Cody fears injury will dictate 2018 campaign

Strength in depth will be crucial in deciding the outcome of the 2018 All-Ireland hurling championship, Brian Cody predicted yesterday.

Cody fears injury will dictate 2018 campaign

Injuries will play “a huge part” in the destination of the MacCarthy Cup and, with matches coming thick and fast in May and June, proper management of recovery time between games will be “very very important”, he added.

“Players want matches but their resilience will be tested,” Cody declared at the launch of the Top Oil Leinster schools’ senior A hurling championship in Kilkenny. “Freedom from injury will be important. Managing all the things so that players are physically ready to go again.

“Once you hit the championship it’ll be Sunday after Sunday after Sunday. The amount of training you’ll be doing in between? You won’t be, essentially. You’ll play a match, recover and then get ready for the next game. That will happen for five or six weeks.”

From the point of view of club players in Kilkenny the restructured season is “definitely not an improvement”, Cody went on. “It couldn’t be considering they always knew when they were playing. The matches were always set. They were playing April, May, June, August, September, October, whenever. Now it’s a question of April and who knows after that.”

If other counties decided to curtail club activities in April, would that create an issue for Kilkenny?

“If it is meant to be decided that April is for the clubs then it’s for the clubs. The county board here seem to be considering playing two rounds of club games in April, which certainly I won’t have a problem with. The club has to be looked after.”

Now about to enter his 20th consecutive season as Kilkenny manager, Cody dismissed suggestions the county’s precipitous decline this year — from All-Ireland finalists in 2016 to casualties in the second round of the qualifiers 10 months later — took him by surprise but admitted that they weren’t as competitive as they needed to be.

“We never played at a level that was going to allow us to be really competitive. It was a tribute to the players that they brought Waterford to extra-time. Their resilience was excellent. But overall during the league and championship we were never at the level we would have expected of ourselves.”

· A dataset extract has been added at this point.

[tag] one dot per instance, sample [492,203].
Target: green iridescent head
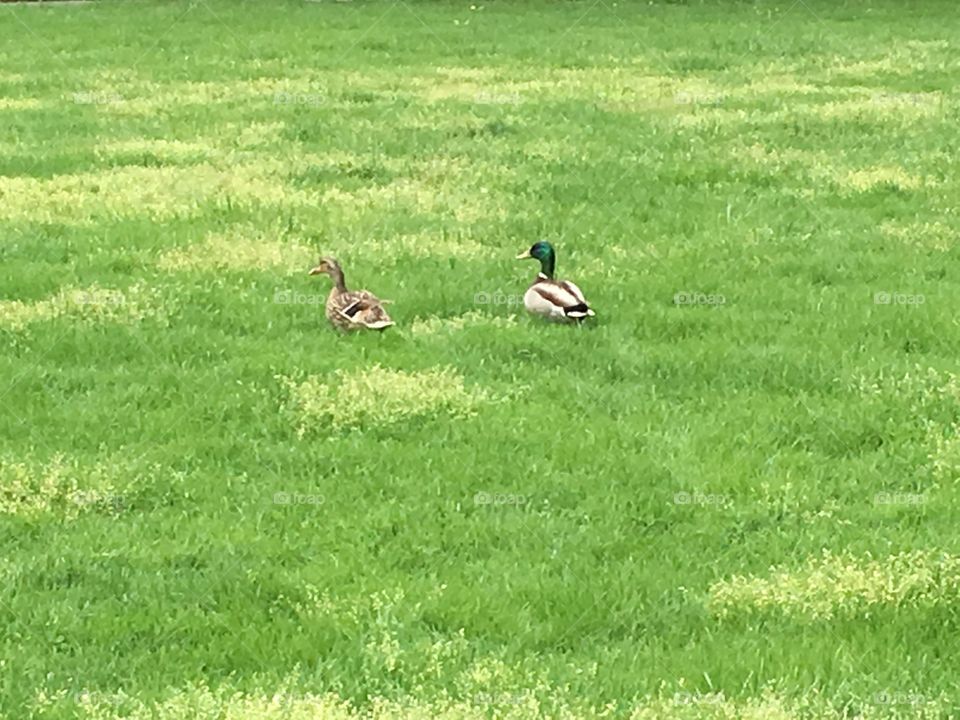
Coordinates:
[544,252]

That’s not to say that he sets a minimum target for Kilkenny every year. He doesn’t.

“If you go back to 2013 we were knocked out at the All-Ireland quarter-final. There’s no way that we could ever be in any way thinking, well look, the quarter-final is at least as far as we get. You can never say anything like that and we never have.

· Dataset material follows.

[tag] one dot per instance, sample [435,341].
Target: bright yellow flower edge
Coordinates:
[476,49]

“I would never presume where we are going to be in any way, never presume where we are going to be any year. Get in there and try to get things ready to roll. I would always, every year, be very, very clear that the competition is serious, and for the last couple of years it has been massively serious and will be again for the coming year.”

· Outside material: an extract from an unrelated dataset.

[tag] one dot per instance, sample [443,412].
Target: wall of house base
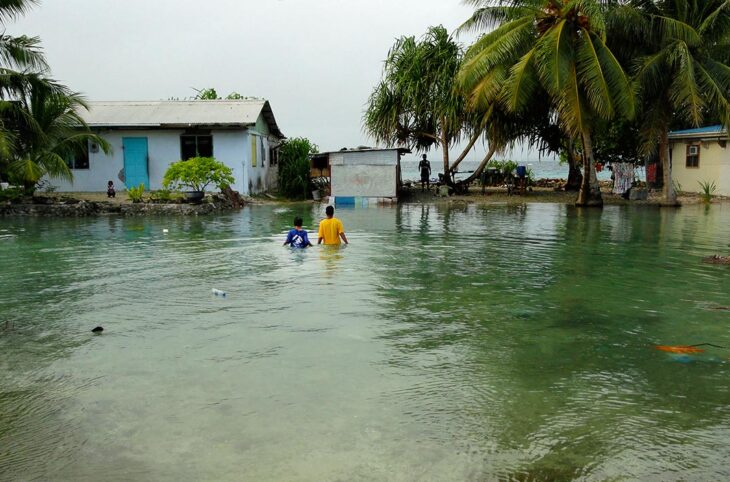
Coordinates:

Defeat at Wexford Park in June, he pointed out, catapulted Kilkenny into the minefield of the qualifiers.

“By losing in the provincial championship you are putting yourself in a situation where the qualifiers become hugely important because if you are doing well in Leinster you aren’t going to face that challenge.

“But it’s great that there are so many counties in the province who are so strong. It’s terrific from everybody’s point of view.”

Dublin under Pat Gilroy and Anthony Cunningham have the potential to be “really serious competitors” next year, he asserted.

Of Gilroy, he added: “He is a proven manager in many ways in his life and a man I have huge respect for.”

Elaborating on the county’s plans for 2018, Cody revealed that Kilkenny will be getting back into training shortly.

With the Walsh Cup starting earlier and the National League commencing at the end of January, teams will be planning and getting ready “that bit earlier”, he acknowledged.

“The amount of time for training is certainly cut back. But at the end of the day, you still do your work, you do your training. You have your dates and you gear towards those.”

The county’s approach to the Walsh Cup has not been decided, he went on.

“We haven’t fully thought of that. For the last few years we’ve been away so the under-21s have played. But between ourselves and the U21s, we’ll look at it and see what way we’ll approach it.”